I’m sorry. The words that appear eleven times in this. The words I can’t seem to utter when I imagine them causing you to sink even shorter than five foot three; our increasing height difference a “constant reminder of my growing up.” The genuine mother you are, so clear in the pure serenity of your blue eyes. The pale, icy blue of a frozen waterfall that I fear to thaw with those words. I wish I could go back to when we folded together in the tiny white twin bed, me refusing to let you leave at night. Imagining the dreams that pounded against your eyelids as I refused to give in to sleep—waiting to intervene in your attempt at escape with one last hug. An expected routine for us every night, the comforting warmth of the kitchen rug I would curl up on to wait for you, imprinting patterns across my cheeks. I can’t imagine giving up the comfort of my own mattress for that of a thin Dora comforter, something you did for me every night. An easy request for someone who’s already used to being needed, a break from the responsibilities that your kindness created. A caretaker that I should have accepted the care of—we all should’ve.

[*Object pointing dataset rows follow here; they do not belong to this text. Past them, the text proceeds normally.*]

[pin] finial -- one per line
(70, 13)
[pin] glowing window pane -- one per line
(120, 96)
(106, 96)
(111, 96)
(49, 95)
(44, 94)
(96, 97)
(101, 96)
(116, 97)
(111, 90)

My mom has my sister dye her hair a dark brown, an attempt at recovering her past. The brown of the bark on your favorite weeping willow tree. A dark brown, like the color of my father’s eyes when he would answer my tears with, “You aren’t Cinderella, you have a good life.” Dark brown, like the only shade of eyeshadow able to make me embody an archaeologist, discovering the black of the palette after favored use, the memory of you dragged across my waterline every day. My mom, the one whose warmth feels like the first sip of hot cocoa that doesn’t burn when it slides down your throat. The one who smells like pine after the first snowstorm. The one who feels like the color maroon during fall. The one who I wish I could give my all to—I’m sorry.